Прищуривается в своей привычной манере.
– Мышка, а ты к чему выпытаешь? Хочешь потом конкурентам ценную инфу слить? – подкалывает.
– А-то как же! – играю бровями. – Непременно для этого и стараюсь. Или шантажировать начну.
Переглядываемся, смеемся.
Расслабляюсь совершенно. Стыдно признаться, но сто лет, так приятно не проводила время. Легко, беззаботно. Обсуждая незначительные факты, касающиеся друг друга. Вроде, маловажные, но при этом незаметно раскрывающие собеседника.
Где-то в дальнем углу памяти всплывает вопрос: как давно я так же запросто общалась с Сергеем? Шутила? Отдыхала?
И не могу вспомнить.
В прошлой жизни, кажется. Или еще раньше?
Мы с Кировым давно престали ужинать вместе. Одно время я старалась это исправить. Ждала, звонила ему, торопила домой. В итоге то ругались, что я давлю, то он перекусывал там же, где проводил встречи – в ресторанах и кафе, то приезжал такой усталый, что сразу шел спать.
Да ну, к черту – снова одно разочарование в бывшем.
Не хочу о нем думать и не буду.
Сохраняя позитив и легкость, что воцарились во время ужина, мы перемещаемся в закуток, где расположена кухня.
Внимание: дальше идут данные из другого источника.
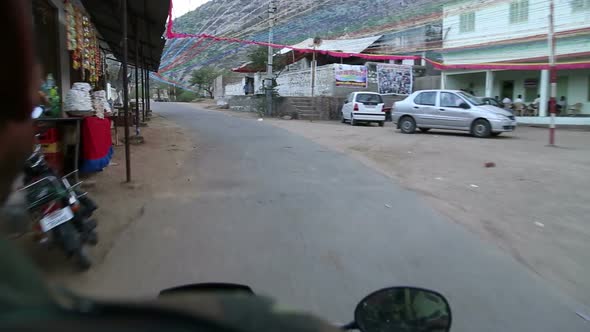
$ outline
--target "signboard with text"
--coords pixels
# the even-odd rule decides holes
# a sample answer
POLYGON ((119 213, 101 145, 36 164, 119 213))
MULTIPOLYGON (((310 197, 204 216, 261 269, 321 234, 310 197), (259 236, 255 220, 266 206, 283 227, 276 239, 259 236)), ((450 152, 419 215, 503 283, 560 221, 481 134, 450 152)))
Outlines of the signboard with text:
POLYGON ((412 66, 377 65, 377 82, 382 95, 409 95, 413 81, 412 66))
POLYGON ((368 82, 367 67, 355 65, 335 65, 336 86, 366 88, 368 82))

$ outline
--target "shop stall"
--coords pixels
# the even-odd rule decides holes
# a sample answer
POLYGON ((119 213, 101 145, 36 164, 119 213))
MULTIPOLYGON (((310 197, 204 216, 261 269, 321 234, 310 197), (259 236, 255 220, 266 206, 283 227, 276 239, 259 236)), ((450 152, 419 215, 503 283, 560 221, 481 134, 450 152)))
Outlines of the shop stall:
POLYGON ((35 0, 33 18, 39 52, 47 55, 39 57, 44 112, 36 120, 46 159, 61 174, 101 171, 113 149, 99 33, 77 0, 35 0))

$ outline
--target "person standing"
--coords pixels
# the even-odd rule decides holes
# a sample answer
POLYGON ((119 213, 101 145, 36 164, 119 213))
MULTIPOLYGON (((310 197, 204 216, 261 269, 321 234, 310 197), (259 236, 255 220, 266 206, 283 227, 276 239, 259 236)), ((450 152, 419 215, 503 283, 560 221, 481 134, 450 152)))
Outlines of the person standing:
POLYGON ((565 96, 561 96, 561 98, 559 98, 556 108, 558 115, 561 114, 561 112, 567 110, 567 100, 565 99, 565 96))

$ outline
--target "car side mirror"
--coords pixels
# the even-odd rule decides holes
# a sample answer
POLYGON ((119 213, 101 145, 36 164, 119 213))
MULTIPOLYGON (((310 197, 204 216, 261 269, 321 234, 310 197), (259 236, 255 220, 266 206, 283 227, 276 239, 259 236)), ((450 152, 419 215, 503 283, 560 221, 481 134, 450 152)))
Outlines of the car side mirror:
POLYGON ((365 297, 354 313, 361 332, 451 329, 451 308, 441 294, 422 288, 386 288, 365 297))

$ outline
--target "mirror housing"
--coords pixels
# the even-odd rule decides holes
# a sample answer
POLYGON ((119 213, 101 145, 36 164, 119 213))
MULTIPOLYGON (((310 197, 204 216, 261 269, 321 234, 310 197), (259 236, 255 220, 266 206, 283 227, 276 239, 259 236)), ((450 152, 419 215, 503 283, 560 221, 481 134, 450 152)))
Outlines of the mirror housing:
POLYGON ((464 110, 468 110, 471 108, 471 106, 469 106, 469 104, 467 104, 467 103, 461 103, 461 104, 459 104, 459 107, 464 110))
POLYGON ((356 307, 354 320, 361 332, 448 332, 452 315, 449 303, 437 292, 393 287, 365 297, 356 307))
POLYGON ((31 118, 33 120, 40 118, 41 115, 43 115, 43 108, 41 106, 33 108, 33 112, 31 112, 31 118))

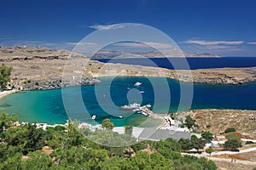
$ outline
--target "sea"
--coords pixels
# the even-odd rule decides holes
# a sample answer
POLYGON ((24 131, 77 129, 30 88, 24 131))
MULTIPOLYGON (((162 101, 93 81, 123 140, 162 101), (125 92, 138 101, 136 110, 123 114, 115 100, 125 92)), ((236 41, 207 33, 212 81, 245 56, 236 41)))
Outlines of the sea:
MULTIPOLYGON (((164 67, 165 60, 156 59, 158 66, 164 67)), ((189 60, 189 64, 191 69, 251 67, 256 66, 256 58, 193 58, 189 60)), ((151 109, 160 114, 194 109, 256 110, 256 82, 243 85, 209 85, 180 82, 166 77, 99 79, 101 83, 96 85, 12 94, 0 99, 0 111, 17 115, 20 122, 55 124, 75 119, 97 124, 109 118, 115 126, 152 127, 161 121, 119 107, 132 103, 150 104, 151 109), (134 86, 137 82, 142 85, 134 86), (95 120, 91 118, 93 116, 95 120)))

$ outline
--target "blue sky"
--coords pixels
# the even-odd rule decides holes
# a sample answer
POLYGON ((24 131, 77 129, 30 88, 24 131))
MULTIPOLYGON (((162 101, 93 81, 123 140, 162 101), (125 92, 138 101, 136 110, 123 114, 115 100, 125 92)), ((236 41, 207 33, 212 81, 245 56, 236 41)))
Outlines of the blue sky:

Роман переносит грязную посуду и берется варить кофе, орудуя какой-то супернавороченной кофемашиной. Я, засучив рукава, мою посуду.
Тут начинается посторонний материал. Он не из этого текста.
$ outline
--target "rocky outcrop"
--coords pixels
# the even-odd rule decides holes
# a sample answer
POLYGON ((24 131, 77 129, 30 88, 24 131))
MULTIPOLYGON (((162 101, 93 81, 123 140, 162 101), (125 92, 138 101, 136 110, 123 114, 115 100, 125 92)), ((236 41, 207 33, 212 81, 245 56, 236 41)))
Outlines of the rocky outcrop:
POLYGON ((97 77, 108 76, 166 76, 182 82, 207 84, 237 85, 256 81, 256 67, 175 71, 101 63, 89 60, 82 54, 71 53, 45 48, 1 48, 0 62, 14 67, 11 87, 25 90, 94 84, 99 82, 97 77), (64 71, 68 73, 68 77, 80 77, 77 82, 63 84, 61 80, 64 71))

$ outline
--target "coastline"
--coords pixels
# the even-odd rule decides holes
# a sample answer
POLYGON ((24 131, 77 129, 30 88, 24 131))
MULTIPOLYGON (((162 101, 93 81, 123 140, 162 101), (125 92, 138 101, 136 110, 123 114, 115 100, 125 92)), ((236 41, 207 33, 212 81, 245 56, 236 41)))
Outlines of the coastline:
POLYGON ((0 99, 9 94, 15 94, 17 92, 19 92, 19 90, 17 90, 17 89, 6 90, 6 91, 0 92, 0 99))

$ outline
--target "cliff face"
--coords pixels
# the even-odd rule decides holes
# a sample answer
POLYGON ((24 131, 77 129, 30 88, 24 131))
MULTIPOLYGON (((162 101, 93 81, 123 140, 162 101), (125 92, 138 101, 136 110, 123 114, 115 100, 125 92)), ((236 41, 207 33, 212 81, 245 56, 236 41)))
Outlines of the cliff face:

– Олесь, Алешка когда подраться успел? Я вчера его видел, нормальный же был, – один вопрос, и атмосфера меняется кардинально.
Застываю на пару мгновений, упираясь взглядом в поток воды, вытекающий из крана и устремляющийся в слив, затем спокойно интересуюсь:
– У тебя, правда, есть хороший адвокат на примете?
Наверное, я спрашиваю очень спокойно. Слишком.
Потому что Роман отвлекается от своих дел, подходит ближе, разворачивает, потянув за локоть.
– Только не говори, что это как-то взаимосвязано, – ловит мой взгляд.
Ни «да», ни «нет» ответить не успеваю.
Всего лишь тянусь за салфеткой, чтобы промокнуть мокрые пальцы. А Зотов всего лишь прослеживает этот жест.
– ЭТО ЧЁ, БЛТЬ, ТАКОЕ? – раздается в следующую секунду.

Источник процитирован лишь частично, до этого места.